GLANCE: A Global-Local Coordination Multi-Agent Framework for Music-Grounded Non-Linear Video Editing

Music-grounded mashup video creation is a challenging form of video non-linear editing, where a system must compose a coherent timeline from large collections of source videos while aligning with music rhythm, user intent, story completeness, and long-range structural constraints. Existing approaches typically rely on fixed pipelines or simplified retrieval-and-concatenation paradigms, limiting their ability to adapt to diverse prompts and heterogeneous source materials. In this paper, we present GLANCE, a global-local coordination multi-agent framework for music-grounded nonlinear video editing. GLANCE adopts a bi-loop architecture for better editing practice: an outer loop performs long-horizon planning and task-graph construction, and an inner loop adopts the "Observe-Think-Act-Verify" flow for segment-wise editing tasks and their refinements. To address the cross-segment and global conflict emerging after subtimelines composition, we introduce a dedicated global-local coordination mechanism with both preventive and corrective components, which includes a novelly designed context controller, conflict region decomposition module, and a bottom-up dynamic negotiation mechanism. To support rigorous evaluation, we construct MVEBench, a new benchmark that factorizes editing difficulty along task type, prompt specificity, and music length, and propose an agent-as-a-judge evaluation framework for scalable multi-dimensional assessment. Experimental results show that GLANCE consistently outperforms prior research baselines and open-source product baselines under the same backbone models. With GPT-4o-mini as the backbone, GLANCE improves over the strongest baseline by 33.2% and 15.6% on two task settings, respectively. Human evaluation further confirms the quality of the generated videos and validates the effectiveness of the proposed evaluation framework.
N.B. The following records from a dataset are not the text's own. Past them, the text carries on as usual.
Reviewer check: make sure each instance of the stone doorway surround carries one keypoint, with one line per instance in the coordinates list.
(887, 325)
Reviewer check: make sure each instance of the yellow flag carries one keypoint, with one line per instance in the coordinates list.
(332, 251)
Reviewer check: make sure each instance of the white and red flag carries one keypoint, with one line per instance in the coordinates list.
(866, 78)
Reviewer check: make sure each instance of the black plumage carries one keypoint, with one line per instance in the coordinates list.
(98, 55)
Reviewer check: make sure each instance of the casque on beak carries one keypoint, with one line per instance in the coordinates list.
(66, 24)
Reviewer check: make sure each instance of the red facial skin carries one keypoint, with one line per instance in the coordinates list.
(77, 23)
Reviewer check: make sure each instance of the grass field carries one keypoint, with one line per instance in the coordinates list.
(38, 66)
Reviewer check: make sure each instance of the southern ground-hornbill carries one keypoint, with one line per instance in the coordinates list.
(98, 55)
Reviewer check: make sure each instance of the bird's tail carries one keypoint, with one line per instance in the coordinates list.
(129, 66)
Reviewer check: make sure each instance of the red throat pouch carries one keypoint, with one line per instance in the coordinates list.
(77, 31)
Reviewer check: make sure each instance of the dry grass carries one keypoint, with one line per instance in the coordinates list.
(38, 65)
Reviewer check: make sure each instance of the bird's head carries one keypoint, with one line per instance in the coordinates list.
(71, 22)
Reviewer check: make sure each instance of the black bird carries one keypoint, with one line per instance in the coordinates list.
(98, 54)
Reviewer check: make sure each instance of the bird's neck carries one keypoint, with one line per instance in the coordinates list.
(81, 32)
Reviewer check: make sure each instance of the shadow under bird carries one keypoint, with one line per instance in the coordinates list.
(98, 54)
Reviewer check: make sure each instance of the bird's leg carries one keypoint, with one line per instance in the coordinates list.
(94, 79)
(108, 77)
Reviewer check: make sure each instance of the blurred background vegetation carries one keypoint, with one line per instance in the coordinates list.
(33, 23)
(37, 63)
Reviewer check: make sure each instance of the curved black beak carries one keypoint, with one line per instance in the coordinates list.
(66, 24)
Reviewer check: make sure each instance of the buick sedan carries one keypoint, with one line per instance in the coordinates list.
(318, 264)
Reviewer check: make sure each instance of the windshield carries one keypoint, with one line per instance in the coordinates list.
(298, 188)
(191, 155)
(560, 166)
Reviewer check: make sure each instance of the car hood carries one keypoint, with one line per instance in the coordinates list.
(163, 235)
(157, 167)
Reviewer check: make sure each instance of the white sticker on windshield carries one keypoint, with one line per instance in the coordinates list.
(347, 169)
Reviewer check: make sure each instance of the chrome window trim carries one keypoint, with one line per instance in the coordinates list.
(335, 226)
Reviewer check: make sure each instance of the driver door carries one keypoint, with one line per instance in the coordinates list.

翻译：基于音乐的混剪视频创作是非线性视频编辑中一种具有挑战性的形式，要求系统在兼顾音乐节奏、用户意图、故事完整性和长程结构约束的前提下，从大量源视频中构建连贯的时间线。现有方法通常依赖固定流程或简化的检索-拼接范式，限制了其对多样化提示和异构源素材的适应能力。本文提出GLANCE——一种面向音乐驱动非线性视频编辑的全局-局部协调多智能体框架。GLANCE采用双环架构以实现更优的编辑实践：外环执行长程规划与任务图构建，内环通过“观察-思考-行动-验证”流程逐段完成编辑任务与优化。针对子时间线组合后出现的跨片段与全局冲突，我们引入专门的全局-局部协调机制，包含预防性与纠正性组件，具体包括新型设计的上下文控制器、冲突区域分解模块以及自底向上的动态协商机制。为支持严格评估，我们构建了MVEBench新基准，按任务类型、提示特异性和音乐长度分解编辑难度，并提出“智能体即裁判”评估框架以实现可扩展的多维度评价。实验结果表明，GLANCE在相同骨干模型下持续优于先前研究基线及开源产品基线。以GPT-4o-mini为骨干模型时，GLANCE在两项任务设置上分别比最强基线提升33.2%和15.6%。人工评估进一步验证了生成视频的质量及所提评估框架的有效性。